# Wann ist MVC sinnvoll?



## Marcel_Handball (19. Aug 2009)

Hi zusammen,

ich fange gerade an die GUI für ein größeres Projekt zu schreiben,  um die bisher ermittleten Informationen darzustellen.

Damit die Struktur von Anfang an übersichtlich bleibt, lese ich mich gerade etwas genauer in das MVC Pattern ein.
Doch ist dieses auch sinnvoll anzuwenden, wenn es nur eine View gibt? Denn beim Aktivieren einer GUI-Kompnente in der der View wird ja der Controller informiert (angemeldeter Listener aufgerufen), der das entsprechende Model aktualisiert. Dadurch werden die jeweils angemeldeten Views benachrichtigt.

Es erscheint mir nützlich diesen Weg zu gehen, da so nicht der ganze auszuführende Quellcode in den Listeners in der View steht. 
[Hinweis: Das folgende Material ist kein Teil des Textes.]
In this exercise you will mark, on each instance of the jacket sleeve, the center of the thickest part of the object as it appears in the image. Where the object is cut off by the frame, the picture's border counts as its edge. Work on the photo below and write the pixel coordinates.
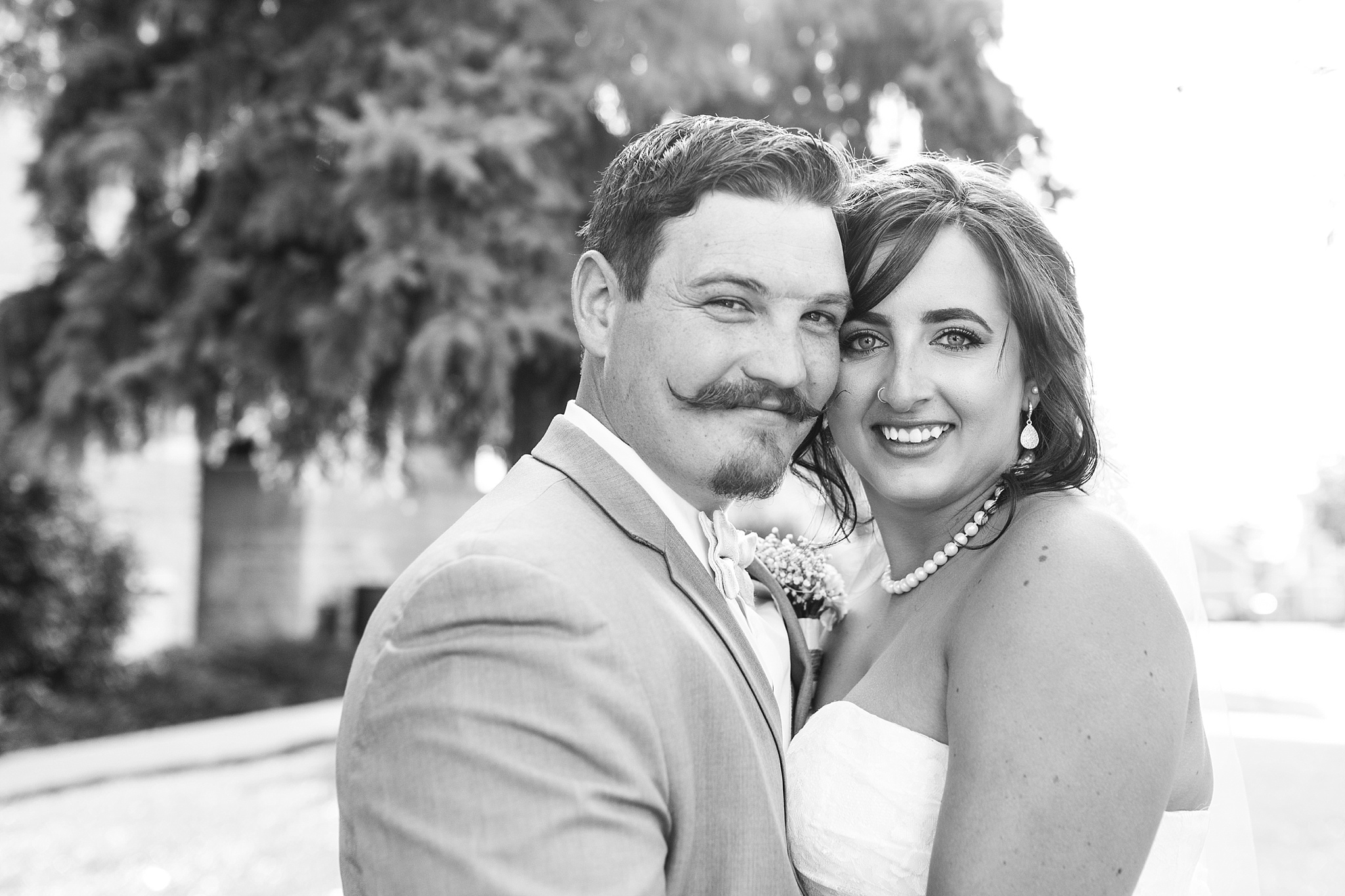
(498, 742)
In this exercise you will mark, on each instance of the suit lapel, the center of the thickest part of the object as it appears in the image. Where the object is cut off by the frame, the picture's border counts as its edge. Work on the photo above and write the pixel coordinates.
(801, 664)
(579, 457)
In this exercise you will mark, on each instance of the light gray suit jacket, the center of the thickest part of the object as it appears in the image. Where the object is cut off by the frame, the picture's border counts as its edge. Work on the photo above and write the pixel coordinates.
(554, 700)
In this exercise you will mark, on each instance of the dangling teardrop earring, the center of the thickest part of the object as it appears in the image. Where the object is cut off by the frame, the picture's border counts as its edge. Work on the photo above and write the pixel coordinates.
(1029, 438)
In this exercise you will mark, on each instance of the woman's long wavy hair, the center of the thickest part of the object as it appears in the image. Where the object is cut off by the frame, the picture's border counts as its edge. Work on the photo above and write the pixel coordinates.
(903, 210)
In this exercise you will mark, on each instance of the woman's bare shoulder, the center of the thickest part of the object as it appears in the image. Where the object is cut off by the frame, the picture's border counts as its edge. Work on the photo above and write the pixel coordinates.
(1066, 572)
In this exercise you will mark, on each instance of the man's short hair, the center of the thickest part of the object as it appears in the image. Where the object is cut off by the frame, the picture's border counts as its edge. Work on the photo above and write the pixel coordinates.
(665, 172)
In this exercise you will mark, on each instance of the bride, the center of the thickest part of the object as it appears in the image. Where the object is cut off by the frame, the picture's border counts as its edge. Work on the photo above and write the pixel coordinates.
(1019, 711)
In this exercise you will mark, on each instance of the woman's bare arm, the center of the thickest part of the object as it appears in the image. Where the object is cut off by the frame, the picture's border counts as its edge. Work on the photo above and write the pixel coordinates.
(1069, 685)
Aber lohnt es sich denn, zum Beispiel beim Drücken eines Buttons, den Umweg über den Controller und dem Model zu gehen (, damit dieser dann die View wieder informiert, die das Ereignis ja erst ausgelöst hat) wenn es nur eine View gibt?


----------



## Painii (19. Aug 2009)

Marcel_Handball hat gesagt.:


> Aber lohnt es sich denn zum Beispiel beim Drücken eines Buttons den Umweg über den Controller und dem Model zu gehen (, damit dieser dann die View wieder informiert, die das Ereignis ja erst ausgelöst hat) wenn es nur eine View gibt?



Wenn das Projekt gross genug ist wirst du wohl nicht auf die Zeit sehen können ob nicht doch mal 2 verschiedene Views das gleiche Model anschauen wollen.
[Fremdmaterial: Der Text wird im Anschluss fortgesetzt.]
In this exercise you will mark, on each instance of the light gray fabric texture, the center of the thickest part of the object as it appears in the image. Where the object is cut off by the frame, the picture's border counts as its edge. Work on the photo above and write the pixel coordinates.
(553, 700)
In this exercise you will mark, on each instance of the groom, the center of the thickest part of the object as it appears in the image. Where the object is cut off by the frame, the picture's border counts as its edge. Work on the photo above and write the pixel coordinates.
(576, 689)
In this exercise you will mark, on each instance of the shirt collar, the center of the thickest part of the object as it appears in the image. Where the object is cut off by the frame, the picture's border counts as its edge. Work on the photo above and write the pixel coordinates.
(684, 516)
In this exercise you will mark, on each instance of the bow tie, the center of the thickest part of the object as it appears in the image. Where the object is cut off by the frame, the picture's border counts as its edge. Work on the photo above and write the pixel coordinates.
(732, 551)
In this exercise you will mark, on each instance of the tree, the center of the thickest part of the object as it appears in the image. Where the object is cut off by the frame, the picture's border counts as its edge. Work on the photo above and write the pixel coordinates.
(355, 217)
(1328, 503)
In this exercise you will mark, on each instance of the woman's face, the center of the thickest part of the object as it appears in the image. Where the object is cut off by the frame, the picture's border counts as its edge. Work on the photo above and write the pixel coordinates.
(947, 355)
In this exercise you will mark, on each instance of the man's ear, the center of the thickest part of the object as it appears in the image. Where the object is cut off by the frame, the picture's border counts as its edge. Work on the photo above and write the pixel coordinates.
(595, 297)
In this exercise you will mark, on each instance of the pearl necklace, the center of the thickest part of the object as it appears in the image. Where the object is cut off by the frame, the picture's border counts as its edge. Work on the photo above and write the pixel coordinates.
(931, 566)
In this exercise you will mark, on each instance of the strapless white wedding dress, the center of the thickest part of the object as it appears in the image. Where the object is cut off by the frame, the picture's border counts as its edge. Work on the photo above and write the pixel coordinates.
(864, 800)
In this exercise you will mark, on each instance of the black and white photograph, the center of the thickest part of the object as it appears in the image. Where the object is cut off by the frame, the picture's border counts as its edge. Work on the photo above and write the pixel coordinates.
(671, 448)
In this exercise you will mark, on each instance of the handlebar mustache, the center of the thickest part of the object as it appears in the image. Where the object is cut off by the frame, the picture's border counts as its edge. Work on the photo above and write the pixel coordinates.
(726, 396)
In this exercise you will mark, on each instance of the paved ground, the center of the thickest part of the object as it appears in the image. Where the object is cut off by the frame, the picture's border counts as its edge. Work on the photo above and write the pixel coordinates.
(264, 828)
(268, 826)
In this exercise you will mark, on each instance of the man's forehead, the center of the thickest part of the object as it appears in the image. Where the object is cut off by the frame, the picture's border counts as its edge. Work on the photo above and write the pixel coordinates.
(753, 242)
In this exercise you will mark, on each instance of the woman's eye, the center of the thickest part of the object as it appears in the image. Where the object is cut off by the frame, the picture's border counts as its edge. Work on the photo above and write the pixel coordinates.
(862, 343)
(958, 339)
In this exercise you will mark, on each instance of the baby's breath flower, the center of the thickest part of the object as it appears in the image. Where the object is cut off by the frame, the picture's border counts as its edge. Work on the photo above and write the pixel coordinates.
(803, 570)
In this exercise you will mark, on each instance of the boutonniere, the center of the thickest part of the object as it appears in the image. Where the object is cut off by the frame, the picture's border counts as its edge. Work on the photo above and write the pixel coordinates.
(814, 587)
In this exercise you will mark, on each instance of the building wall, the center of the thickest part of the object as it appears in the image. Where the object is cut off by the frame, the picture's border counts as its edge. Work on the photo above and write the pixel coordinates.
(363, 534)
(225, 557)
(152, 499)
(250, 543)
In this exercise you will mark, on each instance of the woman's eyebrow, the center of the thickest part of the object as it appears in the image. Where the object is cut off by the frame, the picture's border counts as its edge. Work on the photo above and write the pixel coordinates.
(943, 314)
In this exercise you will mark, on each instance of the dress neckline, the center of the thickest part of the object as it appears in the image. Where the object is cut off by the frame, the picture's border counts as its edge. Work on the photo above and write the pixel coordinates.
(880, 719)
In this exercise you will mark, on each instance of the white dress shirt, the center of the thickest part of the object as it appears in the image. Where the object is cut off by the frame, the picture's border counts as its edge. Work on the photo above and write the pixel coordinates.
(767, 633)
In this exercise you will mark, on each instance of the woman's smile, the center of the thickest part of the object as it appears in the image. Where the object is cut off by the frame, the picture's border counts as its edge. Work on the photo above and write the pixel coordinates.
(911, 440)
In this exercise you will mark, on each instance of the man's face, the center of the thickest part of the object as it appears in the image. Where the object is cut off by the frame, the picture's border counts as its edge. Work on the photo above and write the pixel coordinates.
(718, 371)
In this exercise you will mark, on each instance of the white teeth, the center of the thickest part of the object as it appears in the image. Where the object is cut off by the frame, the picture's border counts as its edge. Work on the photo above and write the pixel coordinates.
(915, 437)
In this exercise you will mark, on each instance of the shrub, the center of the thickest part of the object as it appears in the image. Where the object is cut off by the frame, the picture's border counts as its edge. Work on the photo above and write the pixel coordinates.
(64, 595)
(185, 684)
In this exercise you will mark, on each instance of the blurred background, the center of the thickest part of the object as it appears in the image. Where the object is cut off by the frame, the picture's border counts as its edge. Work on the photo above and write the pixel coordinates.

Und du kannst auch Views bauen wo dann auch kein Controller was macht (das ist dann eben read-only aufs model - wenn dein view logik beinhaltet geht das nicht).
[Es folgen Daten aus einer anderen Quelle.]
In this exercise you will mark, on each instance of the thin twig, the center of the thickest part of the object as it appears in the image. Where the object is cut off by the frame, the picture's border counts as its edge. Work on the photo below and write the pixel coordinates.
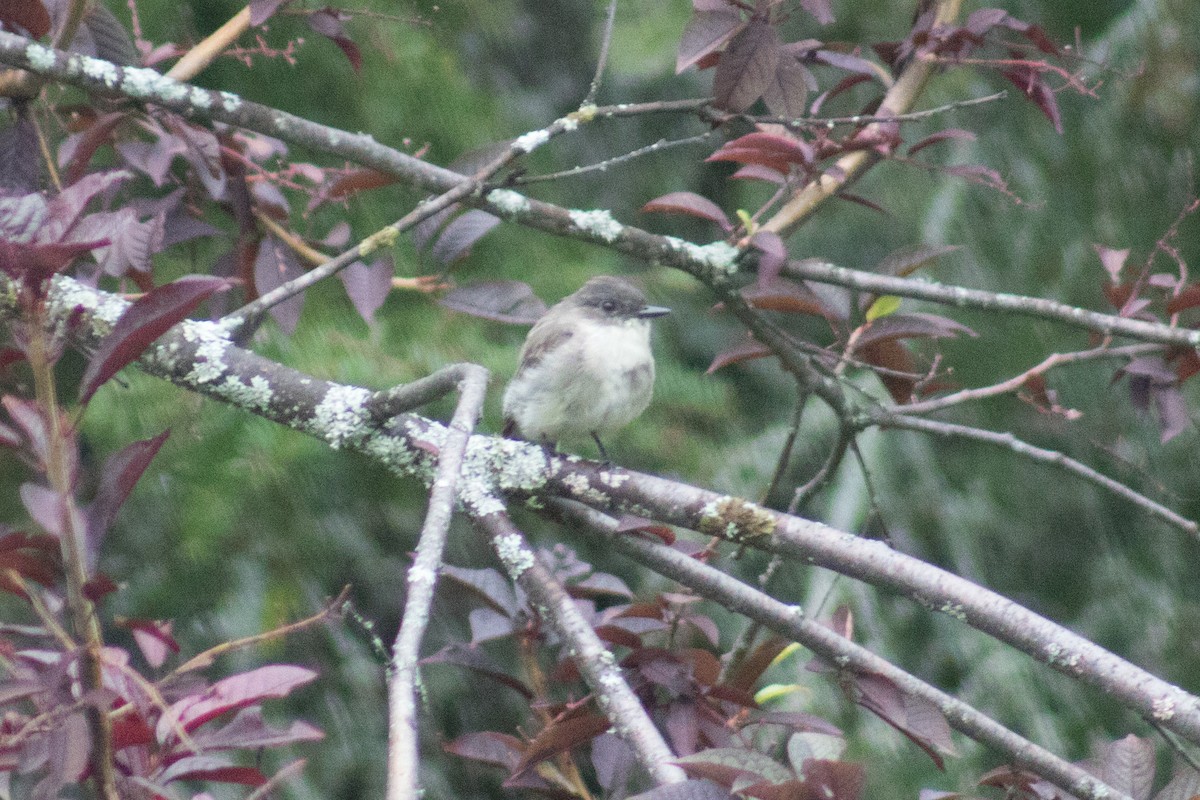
(204, 659)
(658, 146)
(403, 779)
(1007, 440)
(603, 60)
(786, 621)
(616, 699)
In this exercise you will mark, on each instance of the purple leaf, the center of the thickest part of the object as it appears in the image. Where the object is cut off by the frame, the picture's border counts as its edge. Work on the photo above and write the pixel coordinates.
(145, 320)
(1173, 411)
(774, 256)
(28, 18)
(774, 150)
(247, 729)
(328, 23)
(274, 266)
(475, 660)
(117, 480)
(369, 286)
(707, 31)
(231, 695)
(18, 172)
(787, 90)
(461, 235)
(1030, 82)
(211, 768)
(906, 260)
(820, 8)
(748, 65)
(502, 301)
(45, 507)
(915, 325)
(262, 10)
(942, 136)
(691, 204)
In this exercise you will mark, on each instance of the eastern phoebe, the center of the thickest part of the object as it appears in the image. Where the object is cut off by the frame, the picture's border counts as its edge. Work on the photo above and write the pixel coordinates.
(586, 366)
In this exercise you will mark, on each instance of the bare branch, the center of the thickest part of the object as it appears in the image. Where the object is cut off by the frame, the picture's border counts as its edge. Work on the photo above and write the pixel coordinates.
(403, 781)
(594, 661)
(790, 623)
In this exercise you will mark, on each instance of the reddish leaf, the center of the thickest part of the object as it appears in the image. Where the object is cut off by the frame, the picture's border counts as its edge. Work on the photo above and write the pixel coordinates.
(1127, 765)
(750, 668)
(561, 737)
(475, 660)
(360, 180)
(792, 298)
(942, 136)
(691, 204)
(145, 320)
(35, 264)
(787, 91)
(263, 10)
(917, 719)
(28, 17)
(502, 301)
(97, 587)
(907, 260)
(707, 31)
(913, 325)
(690, 789)
(210, 768)
(748, 65)
(231, 695)
(367, 287)
(772, 150)
(487, 585)
(729, 765)
(745, 352)
(1187, 299)
(759, 173)
(1031, 82)
(1173, 413)
(821, 10)
(153, 637)
(249, 731)
(774, 256)
(461, 235)
(640, 524)
(328, 22)
(489, 747)
(117, 480)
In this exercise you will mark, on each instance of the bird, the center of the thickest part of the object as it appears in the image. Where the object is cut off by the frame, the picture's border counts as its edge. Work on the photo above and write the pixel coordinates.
(586, 367)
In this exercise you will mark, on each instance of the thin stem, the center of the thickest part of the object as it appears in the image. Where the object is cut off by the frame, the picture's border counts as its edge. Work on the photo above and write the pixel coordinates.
(403, 780)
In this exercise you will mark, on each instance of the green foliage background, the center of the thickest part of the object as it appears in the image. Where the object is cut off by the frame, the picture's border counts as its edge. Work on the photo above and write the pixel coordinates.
(240, 525)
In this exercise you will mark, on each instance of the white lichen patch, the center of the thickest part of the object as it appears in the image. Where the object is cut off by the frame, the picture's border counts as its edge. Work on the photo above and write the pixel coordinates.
(514, 554)
(508, 202)
(341, 416)
(256, 396)
(1163, 709)
(40, 58)
(102, 71)
(103, 310)
(210, 352)
(583, 489)
(598, 223)
(613, 480)
(532, 140)
(720, 257)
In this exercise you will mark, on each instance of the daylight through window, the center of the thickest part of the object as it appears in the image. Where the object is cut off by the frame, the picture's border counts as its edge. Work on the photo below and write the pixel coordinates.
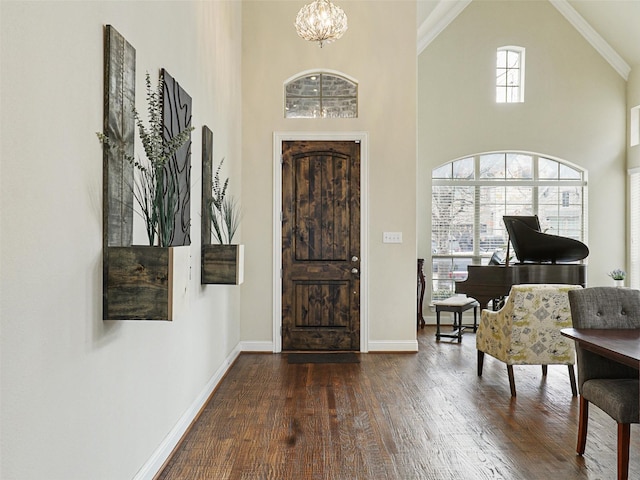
(321, 95)
(510, 75)
(471, 195)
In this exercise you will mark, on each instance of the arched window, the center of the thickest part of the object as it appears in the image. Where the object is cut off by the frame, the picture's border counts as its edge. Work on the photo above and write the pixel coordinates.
(510, 75)
(470, 195)
(321, 95)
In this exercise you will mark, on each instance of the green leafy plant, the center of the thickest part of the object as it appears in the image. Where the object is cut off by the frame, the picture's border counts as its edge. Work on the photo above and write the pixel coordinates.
(224, 211)
(617, 274)
(156, 188)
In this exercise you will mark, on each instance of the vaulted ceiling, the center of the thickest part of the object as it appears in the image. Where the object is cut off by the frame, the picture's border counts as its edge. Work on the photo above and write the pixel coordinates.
(611, 26)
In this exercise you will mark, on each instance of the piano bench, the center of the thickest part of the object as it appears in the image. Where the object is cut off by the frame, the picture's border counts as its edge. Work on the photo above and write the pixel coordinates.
(457, 305)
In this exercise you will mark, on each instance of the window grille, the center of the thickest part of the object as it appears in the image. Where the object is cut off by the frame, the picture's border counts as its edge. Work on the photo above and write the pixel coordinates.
(471, 195)
(321, 95)
(510, 75)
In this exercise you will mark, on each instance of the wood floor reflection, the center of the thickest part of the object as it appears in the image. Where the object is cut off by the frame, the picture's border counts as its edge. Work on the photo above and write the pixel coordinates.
(424, 416)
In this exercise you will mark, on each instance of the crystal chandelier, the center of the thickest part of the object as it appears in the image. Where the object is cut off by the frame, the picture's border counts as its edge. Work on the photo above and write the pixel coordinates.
(321, 21)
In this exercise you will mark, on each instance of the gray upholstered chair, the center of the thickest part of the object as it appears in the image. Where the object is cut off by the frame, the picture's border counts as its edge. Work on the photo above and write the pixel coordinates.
(611, 386)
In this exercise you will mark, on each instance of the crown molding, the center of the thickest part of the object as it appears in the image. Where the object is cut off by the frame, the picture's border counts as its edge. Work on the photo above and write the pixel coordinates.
(441, 16)
(593, 37)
Ist eben ein Vorteil, du kannst dir soviele views bauen wie du brauchst, lieber jetzt sauber programmieren als dass du dich da später noch durchfrickeln musst wenn du es doch anders brauchst.


----------



## bygones (19. Aug 2009)

Marcel_Handball hat gesagt.:


> Wann ist MVC sinnvoll?


Immer


----------



## maki (19. Aug 2009)

IMHO Lesenswert:

Organizing Presentation Logic

Rechts im Menu unter Presentation Patterns: Martin Fowler: eaaDev


----------



## bygones (19. Aug 2009)

maki hat gesagt.:


> IMHO Lesenswert:
> 
> Organizing Presentation Logic
> 
> Rechts im Menu unter Presentation Patterns: Martin Fowler: eaaDev


hehe

WORK-IN-PROGRESS: - this material is still under development
Last significant update: 11 Jul 06

ja - manchmal kommt man wahr. nicht immer zu dem was man noch so alles tun will


----------



## Marcel_Handball (19. Aug 2009)

Könnt ihr mir ein Beispiel nennen, in der mehrere Views enthalten sind.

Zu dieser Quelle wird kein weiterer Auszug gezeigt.